Lead Chief Investigator: Tim Brodribb, University of Tasmania

Collaborating Chief Investigator: John Bowman

Objectives

Bryophytes—mosses, hornworts and liverworts—are an immensely important clade for understanding the functional strategies and genetic pathways that have enabled plants to colonise the land.  

Our aim is to broadly characterise different modes of land plant survival in bryophytes by exploring their adaptive pathway at different scales. 

We will focus on important adaptive cases that will allow us to elaborate the evolutionary process from genetic network to whole plant fitness. 
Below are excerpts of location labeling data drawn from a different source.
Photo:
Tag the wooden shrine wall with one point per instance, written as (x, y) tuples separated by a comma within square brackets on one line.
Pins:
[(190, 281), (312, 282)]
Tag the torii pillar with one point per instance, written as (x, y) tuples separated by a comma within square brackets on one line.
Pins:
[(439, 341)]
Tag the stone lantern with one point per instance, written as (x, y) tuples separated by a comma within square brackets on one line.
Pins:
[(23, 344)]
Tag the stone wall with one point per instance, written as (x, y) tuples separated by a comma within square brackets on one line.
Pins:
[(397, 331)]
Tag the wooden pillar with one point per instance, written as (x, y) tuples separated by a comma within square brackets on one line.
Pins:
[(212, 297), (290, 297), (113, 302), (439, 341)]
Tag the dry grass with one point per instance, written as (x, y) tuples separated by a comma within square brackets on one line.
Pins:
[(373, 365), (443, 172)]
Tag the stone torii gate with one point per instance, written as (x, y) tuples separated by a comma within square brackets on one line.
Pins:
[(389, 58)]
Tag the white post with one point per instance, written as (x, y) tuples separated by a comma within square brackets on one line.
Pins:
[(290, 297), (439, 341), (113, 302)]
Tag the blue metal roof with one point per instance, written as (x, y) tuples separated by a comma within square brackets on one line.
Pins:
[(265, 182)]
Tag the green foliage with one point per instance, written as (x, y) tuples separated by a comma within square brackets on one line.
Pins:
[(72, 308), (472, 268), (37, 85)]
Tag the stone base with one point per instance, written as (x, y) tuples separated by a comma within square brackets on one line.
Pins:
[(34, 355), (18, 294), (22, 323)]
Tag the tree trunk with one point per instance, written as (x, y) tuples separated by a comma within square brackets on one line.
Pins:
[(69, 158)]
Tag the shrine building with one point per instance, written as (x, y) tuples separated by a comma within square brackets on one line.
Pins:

Specifically, we aim to:  

  • connect key water-relations traits with plant fitness and survival in early land plant relatives 
  • link specific water-relations phenotypes to genetic architecture and whole-plant function 
  • provide the data required to model the connection between gene networks and whole-plant function. 

Our approach

We will examine adaptation to atmospheric and soil dryness in members of a lineage that differ in their water deficit strategies—for example, Riccia, Marchantia and Hymenophyton in liverworts; and Physcomitrella and Polytrichum in mosses. 

We will look to transcriptomics for insights into correlated gene expression changes, to provide data for modelling and to facilitate formulation of hypotheses of responsible genetic networks for broader land plant comparisons.  

We will explore genetic manipulation of select species (beyond Marchantia) to functionally test our hypotheses.